Many take for granted being able to pop into a shop or supermarket, but shopping can be challenging and, at times, impossible for people with disabilities.
Last week saw the launch of Purple Tuesday, the UK’s first day dedicated to accessible shopping. Tuesday 13th November will see retailers across the country – and the internet – introducing measures to make shopping more inclusive.
75% of disabled people and their families have walked away from a shop or left a website due to poor access and/or poor customer service.
The ‘purple pound’
It’s the initiative of the disability organisation Purple. They will be encouraging retailers to look at how they can benefit their disabled customers through adjustments in store or online, and staff training.
While they want to make every day a ‘purple’ day, they recognise that time and resources are needed to make lasting change. But there is a sound business case for increasing inclusivity.
Estimates put the collective spending power of disabled people and their families (the ‘Purple Pound’) at £249bn.
The group of organisations that make up the launch committee include major high street retailers and the owners of some of the UK’s most prominent shopping locations.
As an assistive listening technology provider, Contacta is the only organisation outside of the retail industry to have been invited to participate.
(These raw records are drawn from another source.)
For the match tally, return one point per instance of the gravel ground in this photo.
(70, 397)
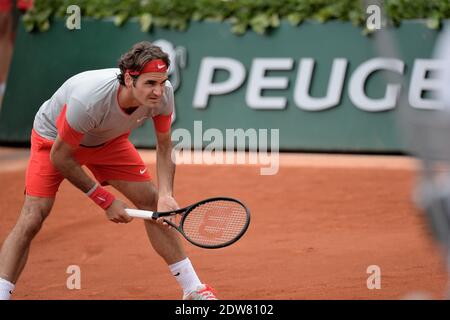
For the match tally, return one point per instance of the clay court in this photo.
(316, 227)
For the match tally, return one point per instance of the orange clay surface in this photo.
(316, 227)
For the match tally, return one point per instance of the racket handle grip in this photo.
(143, 214)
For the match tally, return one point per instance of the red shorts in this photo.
(118, 159)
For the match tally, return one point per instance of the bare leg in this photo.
(14, 252)
(167, 243)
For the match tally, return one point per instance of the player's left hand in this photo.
(166, 203)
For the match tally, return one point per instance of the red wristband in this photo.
(102, 197)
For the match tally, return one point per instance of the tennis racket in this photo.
(211, 223)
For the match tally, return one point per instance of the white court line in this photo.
(16, 159)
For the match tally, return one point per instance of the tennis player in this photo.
(87, 122)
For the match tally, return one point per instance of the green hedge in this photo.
(258, 15)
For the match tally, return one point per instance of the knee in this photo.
(30, 222)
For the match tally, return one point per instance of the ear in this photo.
(128, 80)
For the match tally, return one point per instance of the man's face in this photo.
(149, 88)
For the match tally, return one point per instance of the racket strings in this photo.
(214, 223)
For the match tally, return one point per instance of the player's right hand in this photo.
(116, 212)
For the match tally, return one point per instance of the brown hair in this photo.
(136, 58)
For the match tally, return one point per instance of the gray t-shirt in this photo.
(93, 109)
This is partly because of our expertise. Our marketing development director, Andrew Thomas, is the chair of the International Hearing Loop Manufacturers Association (IHLMA). He’s also a member of the British Standards committee that developed a code of practice for creating inclusive environments in public spaces.
It’s also because of our experience in creating those environments on the high street and in retail parks for people with hearing loss. Customers at major supermarkets, coffee shops and fashion retailers are able to communicate with staff much more easily because of the hearing loops we have installed at counters and till points.
The hidden disability
We will be making sure the needs of customers with hearing loss are considered alongside those of people with more visible disabilities.
There is clearly a job to do in raising awareness of the impact hearing loss can have on the shopping experience.
It would be unusual these days to see wheelchair access considered as a ‘worthy cause’ yet this piece in the Worcester News considers hearing loops – which are woefully absent from the city centre – as something that can be dismissed because of the costs involved.
It’s attitudes like these which Purple Tuesday will seek to change.